In [1]:
import scipy.io
import numpy as np
import tensorflow as tf
import os
import logging
import datetime
import shutil
import argparse
from collections import defaultdict
import random
from collections import Counter
os.environ["CUDA_VISIBLE_DEVICES"] = "1"

## Data preprocessing

### Data partitioning

In [2]:
np.random.seed(7)
random.seed(7)

In [3]:
ratio = 0.6  # train:val:test = ratio:(1-ratio)/2:(1-ratio)/2

In [4]:
mat = scipy.io.loadmat('yelp.mat')
UB, UU, UCom, BCat, BCity = (x.tocoo() for x in list(mat['relation'][0]))

In [5]:
user_biz = defaultdict(list)
for u, b in zip(UB.row, UB.col):
    user_biz[u].append(b)

user_biz_train = defaultdict(list)
user_biz_val = defaultdict(list)
user_biz_test = defaultdict(list)
train_set = set()
val_set = set()
test_set = set()
for u in user_biz:
    if len(user_biz[u]) >= 5:
        val = int(len(user_biz[u]) * ratio)
        test = int(len(user_biz[u]) * (ratio+(1-ratio)/2))
        random.shuffle(user_biz[u])
        user_biz_train[u] = user_biz[u][:val]
        for b in user_biz[u][:val]:
            train_set.add((u, b))
        user_biz_val[u] = user_biz[u][val:test]
        for b in user_biz[u][val:test]:
            val_set.add((u, b))
        user_biz_test[u] = user_biz[u][test:]
        for b in user_biz[u][test:]:
            test_set.add((u, b))

In [6]:
train_mask = []
val_mask = []
test_mask = []
for ind, ub in enumerate(zip(UB.row, UB.col)):
    if ub in train_set:
        train_mask.append(ind)
    if ub in val_set:
        val_mask.append(ind)
    if ub in test_set:
        test_mask.append(ind)
train_mask = np.array(train_mask)
val_mask = np.array(val_mask)
test_mask = np.array(test_mask)

### Data preparation

In [7]:
user_biz_train = np.zeros([UB.shape[0], UB.shape[1]])
for u, b in zip(UB.row[train_mask], UB.col[train_mask]):
    user_biz_train[u, b] += 1.

In [8]:
# filter out cold start users and items
sum_tmp = np.sum(user_biz_train, -1)
user_non_zero_ind = np.array([i for i in range(UB.shape[0]) if sum_tmp[i] > 0])
user_non_zero_set = set(user_non_zero_ind)
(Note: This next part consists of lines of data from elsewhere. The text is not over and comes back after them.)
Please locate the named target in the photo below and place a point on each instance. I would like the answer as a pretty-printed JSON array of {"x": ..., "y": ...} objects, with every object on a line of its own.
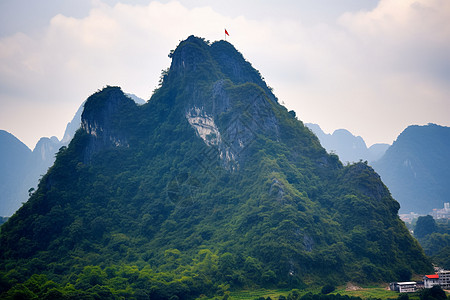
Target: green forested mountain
[
  {"x": 416, "y": 168},
  {"x": 211, "y": 185}
]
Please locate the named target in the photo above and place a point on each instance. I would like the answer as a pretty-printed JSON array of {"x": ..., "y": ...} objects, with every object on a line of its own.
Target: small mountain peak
[{"x": 97, "y": 120}]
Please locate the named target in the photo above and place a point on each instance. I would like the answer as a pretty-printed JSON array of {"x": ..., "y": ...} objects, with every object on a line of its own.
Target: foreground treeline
[
  {"x": 435, "y": 293},
  {"x": 210, "y": 274}
]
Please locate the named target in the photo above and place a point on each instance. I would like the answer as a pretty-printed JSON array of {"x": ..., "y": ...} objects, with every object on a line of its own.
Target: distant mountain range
[
  {"x": 416, "y": 168},
  {"x": 348, "y": 147},
  {"x": 211, "y": 185},
  {"x": 21, "y": 168}
]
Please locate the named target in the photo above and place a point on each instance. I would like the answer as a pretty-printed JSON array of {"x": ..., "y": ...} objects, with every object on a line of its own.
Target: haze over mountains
[
  {"x": 416, "y": 168},
  {"x": 211, "y": 184},
  {"x": 348, "y": 147},
  {"x": 414, "y": 171},
  {"x": 21, "y": 168}
]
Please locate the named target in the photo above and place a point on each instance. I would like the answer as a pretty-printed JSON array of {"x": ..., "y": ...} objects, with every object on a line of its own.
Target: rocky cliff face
[
  {"x": 99, "y": 120},
  {"x": 211, "y": 169}
]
sum_tmp = np.sum(user_biz_train[user_non_zero_ind, :], 0)
biz_non_zero_mask = (sum_tmp != 0).astype(float)
biz_non_zero_set = set([i for i in range(UB.shape[1]) if sum_tmp[i] > 0])

In [9]:
user_biz_val = np.zeros([UB.shape[0], UB.shape[1]])
user_biz_val_dict = defaultdict(list)
for u, b in zip(UB.row[val_mask], UB.col[val_mask]):
    if u in user_non_zero_set and b in biz_non_zero_set:
        user_biz_val[u, b] += 1.
    user_biz_val_dict[u].append(b)

user_biz_test = np.zeros([UB.shape[0], UB.shape[1]])
user_biz_test_dict = defaultdict(list)
for u, b in zip(UB.row[test_mask], UB.col[test_mask]):
    if u in user_non_zero_set and b in biz_non_zero_set:
        user_biz_test[u, b] += 1.
    user_biz_test_dict[u].append(b)

In [10]:
# data structure needed for the convenience of evaluation
val_set_u = list(user_non_zero_set)
val_set_mask = []
val_set_set = []
for user in val_set_u:
    val_set_mask.append(biz_non_zero_mask - user_biz_train[user, :] - user_biz_test[user, :])
    val_set_set.append(set(user_biz_val_dict[user]))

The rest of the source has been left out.